Aku sebagai generasi 90-an yang bahagia masa kecilnya, tentu ini jadi tempat
mengenang masa lalu. Masa dimana bisa tertawa tanpa banyak benalu.
Main sunda manda, salah satu permainan tradisional yang ada di Kampung Kurcaci. |
“Aaaaaaaa!!!” aku tersentak kaget
mencari sumber teriakan, ketika sedang membaca buku di sebuah hammock. Ternyata ada seorang pengunjung
yang sedang terayun diikat dengan satu tali. Giant Swing, namanya. Sejujurnya, aku ngilu melihatnya. Karena dulu
waktu kecil pernah melihat teman jatuh dari ayunan, tangannya patah. Giant Swing ini tentu beda dengan
ayunan. Ada tali pengaman dan pendamping profesional dari pihak Kampung
Kurcaci. Tapi tetap saja, jantungku ikut berdetak cepat melihatnya.
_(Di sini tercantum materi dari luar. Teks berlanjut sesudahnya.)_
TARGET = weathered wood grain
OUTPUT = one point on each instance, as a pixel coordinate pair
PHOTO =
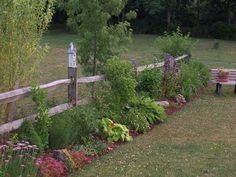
(14, 125)
(15, 95)
(84, 80)
(159, 65)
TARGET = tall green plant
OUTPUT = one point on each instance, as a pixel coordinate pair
(43, 120)
(120, 75)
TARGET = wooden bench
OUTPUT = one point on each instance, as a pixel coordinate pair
(232, 79)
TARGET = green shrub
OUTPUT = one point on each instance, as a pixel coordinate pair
(59, 135)
(193, 76)
(74, 126)
(153, 111)
(149, 83)
(175, 44)
(43, 120)
(120, 75)
(171, 85)
(92, 147)
(136, 120)
(216, 44)
(28, 133)
(221, 30)
(114, 131)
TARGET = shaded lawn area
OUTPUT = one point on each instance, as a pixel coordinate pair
(200, 140)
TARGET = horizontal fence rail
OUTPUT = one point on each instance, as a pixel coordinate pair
(159, 65)
(14, 95)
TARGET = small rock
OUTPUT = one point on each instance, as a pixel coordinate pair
(180, 99)
(163, 103)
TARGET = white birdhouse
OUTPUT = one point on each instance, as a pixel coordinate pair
(72, 56)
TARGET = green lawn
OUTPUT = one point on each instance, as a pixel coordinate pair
(54, 66)
(199, 141)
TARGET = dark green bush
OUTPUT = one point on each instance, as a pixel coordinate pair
(120, 75)
(193, 76)
(135, 119)
(28, 133)
(73, 126)
(171, 85)
(149, 83)
(221, 30)
(59, 135)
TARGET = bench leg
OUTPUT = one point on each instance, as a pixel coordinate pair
(218, 89)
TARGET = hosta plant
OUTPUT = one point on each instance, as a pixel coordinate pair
(114, 131)
(151, 110)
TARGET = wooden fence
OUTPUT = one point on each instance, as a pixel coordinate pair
(71, 82)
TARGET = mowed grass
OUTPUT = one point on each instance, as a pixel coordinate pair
(200, 140)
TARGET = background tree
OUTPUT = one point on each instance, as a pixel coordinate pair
(22, 24)
(102, 34)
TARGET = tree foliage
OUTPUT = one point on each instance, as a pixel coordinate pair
(102, 30)
(22, 23)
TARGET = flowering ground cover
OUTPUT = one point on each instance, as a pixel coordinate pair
(199, 140)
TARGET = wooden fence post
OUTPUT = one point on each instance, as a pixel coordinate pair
(72, 75)
(187, 60)
(11, 110)
(135, 64)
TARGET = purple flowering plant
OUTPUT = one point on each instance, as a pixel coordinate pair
(18, 159)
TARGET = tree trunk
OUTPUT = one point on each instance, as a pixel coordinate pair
(94, 64)
(198, 14)
(168, 17)
(11, 111)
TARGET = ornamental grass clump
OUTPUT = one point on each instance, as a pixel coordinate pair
(50, 167)
(18, 160)
(114, 132)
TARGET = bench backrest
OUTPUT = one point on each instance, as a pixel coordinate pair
(232, 74)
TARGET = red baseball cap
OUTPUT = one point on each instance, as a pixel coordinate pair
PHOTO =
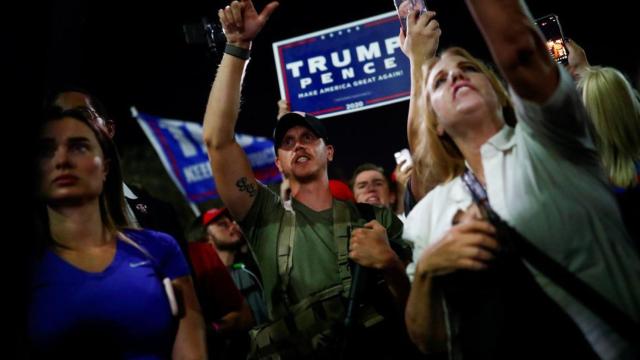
(213, 214)
(341, 191)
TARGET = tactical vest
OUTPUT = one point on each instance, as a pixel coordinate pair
(313, 326)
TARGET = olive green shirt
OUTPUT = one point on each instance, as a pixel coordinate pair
(315, 256)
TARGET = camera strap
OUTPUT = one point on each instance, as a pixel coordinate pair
(580, 290)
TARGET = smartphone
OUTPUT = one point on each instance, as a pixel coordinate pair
(403, 157)
(556, 43)
(404, 8)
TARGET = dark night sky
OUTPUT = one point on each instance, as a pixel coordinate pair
(134, 53)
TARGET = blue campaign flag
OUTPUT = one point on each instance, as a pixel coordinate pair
(343, 69)
(182, 151)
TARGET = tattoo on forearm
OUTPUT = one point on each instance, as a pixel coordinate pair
(244, 185)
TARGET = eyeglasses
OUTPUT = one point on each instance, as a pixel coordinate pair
(306, 138)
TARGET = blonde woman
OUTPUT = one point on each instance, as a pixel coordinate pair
(542, 176)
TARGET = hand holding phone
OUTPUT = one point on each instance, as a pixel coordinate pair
(556, 42)
(405, 7)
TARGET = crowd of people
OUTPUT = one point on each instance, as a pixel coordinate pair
(514, 234)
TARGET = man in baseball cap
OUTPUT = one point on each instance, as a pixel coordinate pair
(320, 221)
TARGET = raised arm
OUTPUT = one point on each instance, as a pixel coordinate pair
(420, 45)
(231, 169)
(517, 47)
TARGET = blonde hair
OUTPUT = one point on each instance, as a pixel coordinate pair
(438, 158)
(614, 109)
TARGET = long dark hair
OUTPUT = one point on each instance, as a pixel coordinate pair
(112, 203)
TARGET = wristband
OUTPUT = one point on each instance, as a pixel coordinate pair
(236, 51)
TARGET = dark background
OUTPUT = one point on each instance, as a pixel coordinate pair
(134, 54)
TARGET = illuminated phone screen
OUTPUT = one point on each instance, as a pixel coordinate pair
(404, 7)
(550, 27)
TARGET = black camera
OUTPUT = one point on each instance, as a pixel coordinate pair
(205, 32)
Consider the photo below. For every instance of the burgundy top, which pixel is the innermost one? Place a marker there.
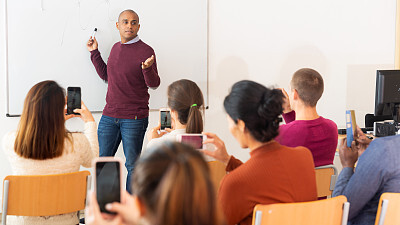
(127, 94)
(319, 135)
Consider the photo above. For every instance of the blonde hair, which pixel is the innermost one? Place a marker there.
(173, 181)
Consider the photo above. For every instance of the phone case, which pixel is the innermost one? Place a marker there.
(107, 159)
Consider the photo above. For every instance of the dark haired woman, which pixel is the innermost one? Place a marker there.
(274, 173)
(171, 185)
(186, 102)
(43, 146)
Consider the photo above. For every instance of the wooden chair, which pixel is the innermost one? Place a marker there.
(332, 211)
(388, 209)
(217, 171)
(326, 177)
(44, 195)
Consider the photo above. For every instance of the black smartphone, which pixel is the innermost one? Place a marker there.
(74, 99)
(108, 181)
(165, 118)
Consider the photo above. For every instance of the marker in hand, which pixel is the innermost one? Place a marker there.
(94, 33)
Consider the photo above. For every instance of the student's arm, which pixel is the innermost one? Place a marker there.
(150, 72)
(231, 197)
(89, 144)
(362, 185)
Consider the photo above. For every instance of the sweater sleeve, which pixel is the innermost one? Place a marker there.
(90, 152)
(361, 186)
(99, 64)
(231, 195)
(151, 75)
(289, 117)
(233, 164)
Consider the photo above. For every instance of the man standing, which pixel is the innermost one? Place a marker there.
(304, 127)
(130, 70)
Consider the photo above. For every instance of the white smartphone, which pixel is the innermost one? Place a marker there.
(195, 140)
(165, 118)
(107, 181)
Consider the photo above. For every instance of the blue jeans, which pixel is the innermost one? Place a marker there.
(110, 133)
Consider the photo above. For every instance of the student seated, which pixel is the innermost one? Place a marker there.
(377, 172)
(171, 185)
(186, 102)
(304, 127)
(275, 173)
(43, 146)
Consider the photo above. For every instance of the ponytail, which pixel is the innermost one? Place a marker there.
(194, 123)
(185, 97)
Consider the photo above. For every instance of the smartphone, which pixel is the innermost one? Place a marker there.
(74, 99)
(108, 181)
(195, 140)
(350, 126)
(165, 118)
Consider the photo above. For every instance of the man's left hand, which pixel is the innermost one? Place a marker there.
(149, 62)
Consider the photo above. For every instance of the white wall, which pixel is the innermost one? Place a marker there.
(266, 41)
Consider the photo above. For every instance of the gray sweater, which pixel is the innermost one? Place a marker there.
(377, 172)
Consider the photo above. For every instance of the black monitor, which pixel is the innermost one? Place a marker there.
(387, 94)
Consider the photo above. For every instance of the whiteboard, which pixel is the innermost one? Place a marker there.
(46, 40)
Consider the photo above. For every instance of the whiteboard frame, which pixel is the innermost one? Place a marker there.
(150, 110)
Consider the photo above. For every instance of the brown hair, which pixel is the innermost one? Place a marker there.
(173, 182)
(309, 85)
(41, 131)
(185, 97)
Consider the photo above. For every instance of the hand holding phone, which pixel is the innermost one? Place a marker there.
(165, 118)
(73, 100)
(195, 140)
(108, 181)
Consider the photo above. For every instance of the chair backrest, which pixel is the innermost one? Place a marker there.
(217, 171)
(388, 209)
(45, 195)
(326, 177)
(332, 211)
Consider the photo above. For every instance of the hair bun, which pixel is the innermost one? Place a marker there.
(271, 104)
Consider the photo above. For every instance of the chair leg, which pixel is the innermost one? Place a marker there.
(5, 202)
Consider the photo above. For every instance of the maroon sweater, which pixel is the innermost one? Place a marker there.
(127, 94)
(319, 135)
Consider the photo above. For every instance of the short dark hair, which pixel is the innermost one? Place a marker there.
(257, 106)
(309, 85)
(128, 10)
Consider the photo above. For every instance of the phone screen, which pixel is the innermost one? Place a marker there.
(165, 119)
(74, 99)
(107, 184)
(195, 141)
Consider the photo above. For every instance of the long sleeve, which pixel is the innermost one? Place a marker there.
(230, 197)
(233, 164)
(151, 75)
(289, 117)
(99, 64)
(364, 185)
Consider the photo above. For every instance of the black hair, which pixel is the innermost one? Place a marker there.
(257, 106)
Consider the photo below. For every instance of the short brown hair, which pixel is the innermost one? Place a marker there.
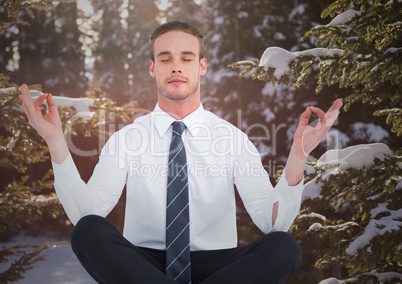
(176, 26)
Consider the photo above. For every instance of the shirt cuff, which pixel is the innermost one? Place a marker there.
(289, 202)
(66, 173)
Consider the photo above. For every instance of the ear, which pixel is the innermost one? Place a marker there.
(152, 68)
(203, 66)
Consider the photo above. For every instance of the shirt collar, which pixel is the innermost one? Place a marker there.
(162, 120)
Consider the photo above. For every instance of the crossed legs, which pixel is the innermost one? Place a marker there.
(110, 258)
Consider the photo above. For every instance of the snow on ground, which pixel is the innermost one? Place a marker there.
(59, 267)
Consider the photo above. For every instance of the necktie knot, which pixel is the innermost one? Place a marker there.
(178, 128)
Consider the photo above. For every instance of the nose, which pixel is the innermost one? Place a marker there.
(176, 68)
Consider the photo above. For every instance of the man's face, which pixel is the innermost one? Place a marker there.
(177, 67)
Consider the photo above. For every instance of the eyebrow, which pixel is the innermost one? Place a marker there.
(169, 53)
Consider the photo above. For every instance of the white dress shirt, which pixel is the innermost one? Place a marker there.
(219, 156)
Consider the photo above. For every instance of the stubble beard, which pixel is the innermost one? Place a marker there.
(177, 96)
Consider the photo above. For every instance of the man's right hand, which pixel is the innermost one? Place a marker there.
(49, 125)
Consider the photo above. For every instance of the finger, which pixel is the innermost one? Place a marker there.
(305, 117)
(51, 103)
(38, 102)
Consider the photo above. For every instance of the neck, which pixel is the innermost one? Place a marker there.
(178, 109)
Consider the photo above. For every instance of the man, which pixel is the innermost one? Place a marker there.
(180, 164)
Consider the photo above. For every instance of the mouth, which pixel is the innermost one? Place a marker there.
(176, 80)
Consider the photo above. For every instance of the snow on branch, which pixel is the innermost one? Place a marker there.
(80, 104)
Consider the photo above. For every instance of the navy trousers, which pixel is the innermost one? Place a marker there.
(110, 258)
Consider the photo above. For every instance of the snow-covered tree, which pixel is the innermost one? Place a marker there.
(360, 49)
(351, 220)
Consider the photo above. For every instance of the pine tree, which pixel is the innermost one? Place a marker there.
(360, 50)
(352, 226)
(28, 202)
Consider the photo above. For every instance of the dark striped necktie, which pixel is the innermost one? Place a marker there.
(178, 264)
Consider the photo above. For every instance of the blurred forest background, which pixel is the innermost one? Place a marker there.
(100, 50)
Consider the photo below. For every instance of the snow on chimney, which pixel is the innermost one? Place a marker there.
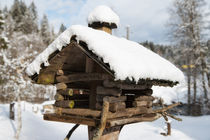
(103, 18)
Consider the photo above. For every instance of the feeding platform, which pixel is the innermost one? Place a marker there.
(102, 81)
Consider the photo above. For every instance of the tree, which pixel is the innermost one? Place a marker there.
(186, 26)
(62, 29)
(45, 30)
(3, 39)
(34, 15)
(18, 11)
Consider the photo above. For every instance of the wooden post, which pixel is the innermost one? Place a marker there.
(12, 111)
(102, 125)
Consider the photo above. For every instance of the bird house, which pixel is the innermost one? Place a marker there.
(102, 81)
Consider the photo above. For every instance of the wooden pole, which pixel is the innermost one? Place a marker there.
(71, 131)
(102, 125)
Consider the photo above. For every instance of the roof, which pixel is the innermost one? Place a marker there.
(102, 14)
(127, 59)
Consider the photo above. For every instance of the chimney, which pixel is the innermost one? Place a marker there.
(103, 18)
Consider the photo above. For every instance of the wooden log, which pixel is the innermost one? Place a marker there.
(128, 112)
(102, 124)
(67, 91)
(71, 119)
(166, 108)
(78, 112)
(144, 98)
(121, 85)
(118, 106)
(108, 91)
(140, 118)
(61, 86)
(147, 92)
(71, 131)
(82, 77)
(70, 91)
(58, 97)
(142, 103)
(111, 99)
(59, 72)
(113, 107)
(72, 104)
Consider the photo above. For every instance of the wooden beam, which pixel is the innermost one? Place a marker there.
(82, 77)
(103, 120)
(59, 72)
(142, 103)
(78, 112)
(72, 104)
(111, 99)
(144, 98)
(147, 92)
(70, 119)
(123, 85)
(108, 91)
(61, 86)
(135, 119)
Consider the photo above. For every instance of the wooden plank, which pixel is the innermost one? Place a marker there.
(144, 98)
(147, 92)
(113, 107)
(72, 104)
(82, 77)
(118, 106)
(122, 85)
(46, 78)
(135, 119)
(60, 97)
(61, 86)
(60, 72)
(142, 103)
(79, 112)
(103, 120)
(129, 112)
(111, 99)
(70, 119)
(108, 91)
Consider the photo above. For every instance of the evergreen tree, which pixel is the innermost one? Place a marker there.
(18, 12)
(27, 25)
(3, 39)
(186, 28)
(62, 28)
(45, 30)
(34, 15)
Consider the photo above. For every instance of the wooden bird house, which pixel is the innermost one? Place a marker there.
(102, 81)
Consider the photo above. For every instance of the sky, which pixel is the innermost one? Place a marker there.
(146, 18)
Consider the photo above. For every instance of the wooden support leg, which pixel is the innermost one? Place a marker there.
(96, 133)
(110, 134)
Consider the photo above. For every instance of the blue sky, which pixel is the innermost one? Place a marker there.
(146, 18)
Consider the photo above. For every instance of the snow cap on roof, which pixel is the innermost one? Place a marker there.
(105, 14)
(126, 58)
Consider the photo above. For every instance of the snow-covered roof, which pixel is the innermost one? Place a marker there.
(126, 58)
(103, 13)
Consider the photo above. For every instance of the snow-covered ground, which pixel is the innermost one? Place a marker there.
(35, 128)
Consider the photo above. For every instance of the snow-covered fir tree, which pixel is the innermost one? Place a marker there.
(186, 26)
(34, 14)
(45, 30)
(3, 38)
(62, 29)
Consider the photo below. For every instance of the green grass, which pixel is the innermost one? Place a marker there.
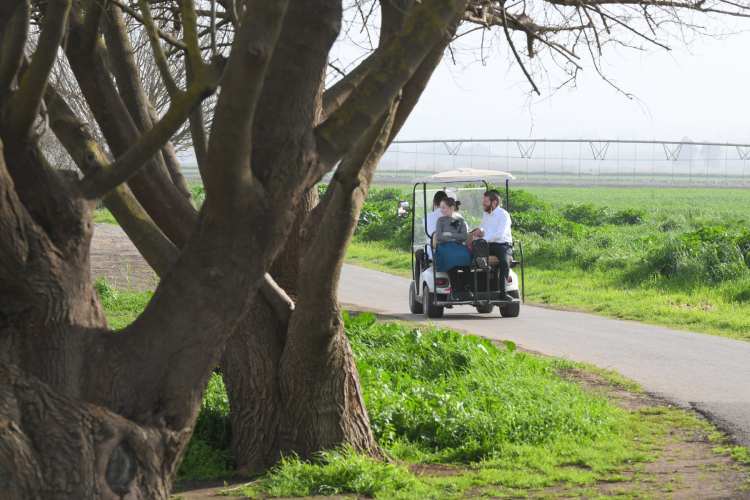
(104, 216)
(673, 257)
(501, 421)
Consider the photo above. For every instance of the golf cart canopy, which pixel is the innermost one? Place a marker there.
(465, 175)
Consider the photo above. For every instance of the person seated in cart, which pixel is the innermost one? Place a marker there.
(432, 217)
(450, 237)
(496, 230)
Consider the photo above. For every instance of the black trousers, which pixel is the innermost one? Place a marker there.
(504, 252)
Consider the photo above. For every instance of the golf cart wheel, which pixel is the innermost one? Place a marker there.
(511, 310)
(414, 306)
(485, 309)
(431, 311)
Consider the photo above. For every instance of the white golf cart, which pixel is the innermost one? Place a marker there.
(476, 285)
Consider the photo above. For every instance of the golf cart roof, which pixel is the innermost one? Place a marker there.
(465, 175)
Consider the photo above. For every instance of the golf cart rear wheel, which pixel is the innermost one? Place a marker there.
(430, 310)
(511, 310)
(414, 306)
(485, 308)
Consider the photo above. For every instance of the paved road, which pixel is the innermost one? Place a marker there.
(711, 374)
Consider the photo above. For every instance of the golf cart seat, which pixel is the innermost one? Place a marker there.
(494, 261)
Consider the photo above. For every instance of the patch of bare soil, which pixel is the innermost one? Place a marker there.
(115, 258)
(686, 468)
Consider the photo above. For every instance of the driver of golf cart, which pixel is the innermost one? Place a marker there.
(495, 230)
(432, 217)
(450, 238)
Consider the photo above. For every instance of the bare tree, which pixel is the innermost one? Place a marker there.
(87, 413)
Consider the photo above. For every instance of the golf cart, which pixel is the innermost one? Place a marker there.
(476, 285)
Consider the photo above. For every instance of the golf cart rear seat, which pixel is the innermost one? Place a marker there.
(494, 261)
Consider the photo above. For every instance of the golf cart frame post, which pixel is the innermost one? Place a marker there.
(484, 299)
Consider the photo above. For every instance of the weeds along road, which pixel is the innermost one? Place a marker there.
(709, 373)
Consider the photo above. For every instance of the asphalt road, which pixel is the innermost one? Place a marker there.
(708, 373)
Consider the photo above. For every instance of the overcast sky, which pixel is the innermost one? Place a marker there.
(697, 92)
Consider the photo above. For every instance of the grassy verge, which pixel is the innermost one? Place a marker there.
(673, 257)
(458, 416)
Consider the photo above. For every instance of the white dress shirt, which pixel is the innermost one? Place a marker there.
(496, 225)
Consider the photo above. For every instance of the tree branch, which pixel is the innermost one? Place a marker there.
(150, 143)
(230, 145)
(24, 105)
(15, 31)
(394, 65)
(177, 44)
(156, 48)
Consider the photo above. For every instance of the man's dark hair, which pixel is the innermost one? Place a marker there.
(494, 196)
(451, 202)
(439, 196)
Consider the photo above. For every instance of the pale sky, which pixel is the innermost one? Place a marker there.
(697, 92)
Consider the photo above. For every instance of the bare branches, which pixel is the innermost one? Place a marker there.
(150, 143)
(515, 53)
(178, 44)
(159, 57)
(231, 140)
(393, 65)
(550, 24)
(14, 34)
(25, 104)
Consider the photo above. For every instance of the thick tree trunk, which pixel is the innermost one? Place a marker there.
(53, 444)
(251, 359)
(320, 390)
(56, 447)
(322, 398)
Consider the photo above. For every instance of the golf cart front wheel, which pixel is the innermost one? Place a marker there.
(511, 310)
(414, 305)
(430, 310)
(485, 308)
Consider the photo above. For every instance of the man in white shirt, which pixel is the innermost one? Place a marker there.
(495, 230)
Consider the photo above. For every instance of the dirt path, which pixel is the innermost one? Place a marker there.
(686, 468)
(114, 258)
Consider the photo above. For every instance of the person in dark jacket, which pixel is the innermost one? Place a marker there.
(450, 237)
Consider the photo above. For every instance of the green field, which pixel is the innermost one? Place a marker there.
(675, 257)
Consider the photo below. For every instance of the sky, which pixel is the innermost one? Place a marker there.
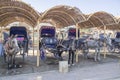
(86, 6)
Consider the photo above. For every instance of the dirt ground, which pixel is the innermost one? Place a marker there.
(29, 65)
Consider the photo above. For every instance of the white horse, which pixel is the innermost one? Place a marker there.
(11, 49)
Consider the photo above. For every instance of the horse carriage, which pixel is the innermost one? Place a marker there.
(116, 42)
(22, 47)
(49, 42)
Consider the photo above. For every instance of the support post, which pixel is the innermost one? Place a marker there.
(33, 43)
(77, 39)
(104, 42)
(38, 52)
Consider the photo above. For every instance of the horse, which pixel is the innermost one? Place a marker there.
(11, 49)
(85, 43)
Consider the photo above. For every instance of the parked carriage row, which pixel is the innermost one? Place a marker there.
(50, 42)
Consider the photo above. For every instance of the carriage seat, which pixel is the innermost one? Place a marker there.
(49, 42)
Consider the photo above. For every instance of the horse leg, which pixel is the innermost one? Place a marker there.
(60, 55)
(8, 62)
(98, 55)
(85, 53)
(95, 56)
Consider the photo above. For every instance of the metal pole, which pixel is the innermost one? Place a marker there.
(104, 42)
(33, 42)
(38, 52)
(76, 39)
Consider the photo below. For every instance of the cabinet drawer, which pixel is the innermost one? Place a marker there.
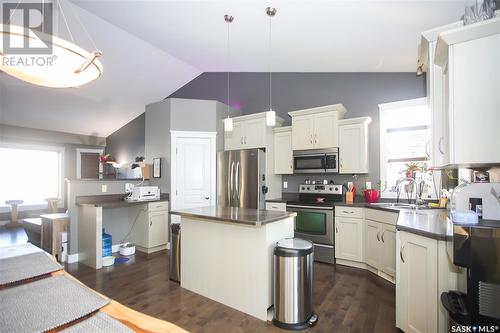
(158, 206)
(381, 216)
(356, 212)
(279, 206)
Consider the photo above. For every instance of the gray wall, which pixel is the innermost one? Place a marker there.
(359, 92)
(179, 115)
(128, 142)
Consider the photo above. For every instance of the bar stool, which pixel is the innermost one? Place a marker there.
(13, 209)
(52, 205)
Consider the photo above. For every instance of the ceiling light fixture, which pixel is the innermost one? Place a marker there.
(68, 65)
(228, 122)
(270, 115)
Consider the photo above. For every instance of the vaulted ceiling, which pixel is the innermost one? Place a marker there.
(152, 48)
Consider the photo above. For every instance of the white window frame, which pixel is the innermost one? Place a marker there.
(60, 150)
(383, 137)
(79, 152)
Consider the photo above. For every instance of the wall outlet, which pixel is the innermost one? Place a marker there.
(128, 187)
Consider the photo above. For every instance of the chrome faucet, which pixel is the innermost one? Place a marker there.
(418, 184)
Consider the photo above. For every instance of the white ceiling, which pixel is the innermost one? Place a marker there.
(152, 48)
(308, 35)
(136, 73)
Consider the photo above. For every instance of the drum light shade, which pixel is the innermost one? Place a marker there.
(66, 66)
(228, 124)
(270, 118)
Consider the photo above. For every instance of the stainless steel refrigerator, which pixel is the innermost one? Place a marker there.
(241, 178)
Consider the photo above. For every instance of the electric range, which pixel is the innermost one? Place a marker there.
(315, 219)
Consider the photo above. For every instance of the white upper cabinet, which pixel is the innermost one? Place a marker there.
(283, 159)
(465, 130)
(353, 145)
(248, 132)
(316, 128)
(434, 83)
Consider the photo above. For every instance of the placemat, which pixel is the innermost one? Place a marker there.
(46, 304)
(100, 322)
(27, 266)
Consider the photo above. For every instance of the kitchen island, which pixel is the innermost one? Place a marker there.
(227, 254)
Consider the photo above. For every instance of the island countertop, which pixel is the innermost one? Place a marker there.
(112, 200)
(246, 216)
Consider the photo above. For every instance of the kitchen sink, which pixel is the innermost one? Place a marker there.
(395, 205)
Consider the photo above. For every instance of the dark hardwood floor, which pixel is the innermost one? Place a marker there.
(346, 299)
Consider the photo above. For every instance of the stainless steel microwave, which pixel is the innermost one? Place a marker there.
(316, 161)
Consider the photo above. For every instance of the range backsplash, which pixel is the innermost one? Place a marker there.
(295, 180)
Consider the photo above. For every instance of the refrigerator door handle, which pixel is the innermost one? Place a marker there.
(231, 181)
(237, 178)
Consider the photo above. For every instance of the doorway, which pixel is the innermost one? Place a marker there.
(193, 169)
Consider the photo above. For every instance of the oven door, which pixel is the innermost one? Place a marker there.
(314, 163)
(314, 223)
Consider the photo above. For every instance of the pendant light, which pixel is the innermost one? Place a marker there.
(68, 65)
(270, 115)
(228, 122)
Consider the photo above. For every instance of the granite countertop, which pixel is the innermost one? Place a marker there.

Membaca buku sambil duduk di hammock. |
Trauma dengan ayunan bukan
berarti aku takut ketinggian. Diantara pohon-pohon tinggi di Kampung Kurcaci,
dibangun beberapa rumah pohon. Ingatanku pun kembali ke masa kecil, lagi. Waktu
aku kecil, yang aku buat bukan rumah pohon sungguhan. Hanya papan kayu yang
disusun antara batang pohon. Cukup menjadi tempat sembunyi dari Ibu yang
menyuruh makan atau mandi.
Rumah pohon di Kampung Kurcaci. |
Sekarang pun bisa menjadi
persembunyian dari keriuhan yang terjadi. Melepas beban dari segala kebisingan.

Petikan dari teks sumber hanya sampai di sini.